Supplemental individual disability insurance is not just an offering intended primarily for lawyers and doctors anymore. Current IDI coverage is appropriate for all highly paid executives throughout corporate America, no matter what their industry. This “mainstreaming” of the product means that a producer’s target audience can now be any eligible employee earning +/- $100,000 or more, or any high income earner with income exposure.
Enrolling the product
Thanks to enrollment and communication advances, selling this product to busy executives who have little time to devote to benefits decisions has also become a lot easier. With today’s technology, a variety of methods are available that can be accessed by executives whenever or wherever it’s convenient for them. The key to using any of these tools is customization and adapting the implementation for each company’s particular corporate culture:
- Dedicated self-service website. Popular with executives pressed for time, this method is easily accessible 24/7 and can be used both to gather information and to enroll when the executive is ready.
- Web meetings. Hosted web meetings enable executives to ask questions of a live person, and to gain additional information before making a purchasing decision.

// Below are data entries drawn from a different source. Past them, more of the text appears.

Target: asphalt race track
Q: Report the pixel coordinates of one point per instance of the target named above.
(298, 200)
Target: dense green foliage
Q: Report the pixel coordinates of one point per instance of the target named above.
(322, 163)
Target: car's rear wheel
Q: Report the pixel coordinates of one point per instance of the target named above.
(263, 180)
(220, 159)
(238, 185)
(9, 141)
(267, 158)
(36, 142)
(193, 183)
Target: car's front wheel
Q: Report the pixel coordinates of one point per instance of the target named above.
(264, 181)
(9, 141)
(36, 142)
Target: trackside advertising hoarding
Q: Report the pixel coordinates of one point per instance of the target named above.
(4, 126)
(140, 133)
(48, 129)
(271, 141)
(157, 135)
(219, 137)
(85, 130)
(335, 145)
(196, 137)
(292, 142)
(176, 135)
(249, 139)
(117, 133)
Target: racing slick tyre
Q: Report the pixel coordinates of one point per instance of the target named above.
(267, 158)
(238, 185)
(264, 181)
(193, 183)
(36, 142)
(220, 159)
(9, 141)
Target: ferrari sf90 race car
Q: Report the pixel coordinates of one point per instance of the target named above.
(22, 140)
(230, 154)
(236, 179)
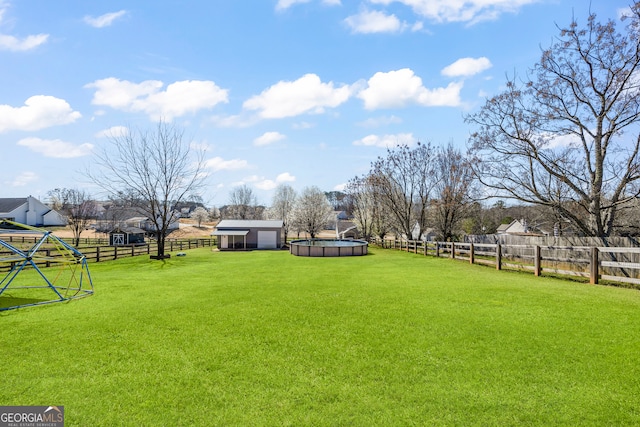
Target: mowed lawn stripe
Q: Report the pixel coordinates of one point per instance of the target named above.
(266, 338)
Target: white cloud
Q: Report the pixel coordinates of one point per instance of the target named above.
(268, 184)
(471, 11)
(306, 95)
(268, 138)
(219, 164)
(234, 121)
(56, 148)
(375, 122)
(340, 187)
(399, 88)
(285, 177)
(38, 112)
(114, 131)
(386, 141)
(23, 179)
(104, 20)
(624, 12)
(178, 99)
(303, 125)
(15, 44)
(465, 67)
(12, 43)
(367, 22)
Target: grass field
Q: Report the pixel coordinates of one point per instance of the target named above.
(265, 338)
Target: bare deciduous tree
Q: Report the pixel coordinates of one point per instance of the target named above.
(200, 214)
(452, 191)
(157, 168)
(312, 212)
(284, 200)
(78, 206)
(404, 180)
(567, 138)
(243, 204)
(369, 213)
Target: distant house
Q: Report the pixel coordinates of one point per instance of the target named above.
(249, 234)
(126, 236)
(115, 217)
(30, 211)
(520, 228)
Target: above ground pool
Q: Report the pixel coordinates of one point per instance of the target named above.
(328, 247)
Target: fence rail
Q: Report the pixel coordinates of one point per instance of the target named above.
(616, 264)
(102, 252)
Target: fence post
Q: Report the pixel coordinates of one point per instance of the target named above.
(537, 261)
(593, 270)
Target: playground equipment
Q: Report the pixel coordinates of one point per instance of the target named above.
(40, 268)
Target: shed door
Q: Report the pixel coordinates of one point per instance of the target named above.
(267, 239)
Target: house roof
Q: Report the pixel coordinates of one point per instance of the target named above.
(10, 204)
(249, 223)
(230, 233)
(129, 230)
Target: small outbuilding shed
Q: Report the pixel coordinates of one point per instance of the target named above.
(248, 234)
(126, 236)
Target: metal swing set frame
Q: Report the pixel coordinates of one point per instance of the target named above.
(41, 261)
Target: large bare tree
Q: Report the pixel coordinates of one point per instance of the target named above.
(452, 190)
(370, 214)
(157, 168)
(312, 211)
(282, 206)
(243, 204)
(567, 136)
(78, 207)
(403, 180)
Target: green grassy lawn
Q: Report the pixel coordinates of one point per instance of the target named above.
(266, 338)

- Recorded presentations. With PowerPoint /Flash, company-specific presentations can be pre-recorded and hosted on an employer’s website.
- Telephonic enrollment. A dedicated phone line gives executives access to a person who can provide company-specific information as well as answer questions and handle enrollment. And with voice signature authorization (VSA), an executive’s voice serves as the required signature, eliminating paperwork or a website visit.
What’s in it for producers
With healthcare reform presenting new market challenges, being able to offer supplemental IDI is a plus for producers. Today’s IDI product offers compensation with more options to better meet the needs of the producer community, including high/low or level commission plans. In addition, the first year and recurring revenues are lucrative; because compensation is vested with the writing producer, it also provides protection from loss of revenue from a takeover.
Supplemental IDI may have gotten lost up until now because of lack of shelf space and understanding of the need, but clearly there couldn’t be a better time to offer this valuable product, which can help both you and your clients. The message is getting out, and if you don’t bring it up, someone else will.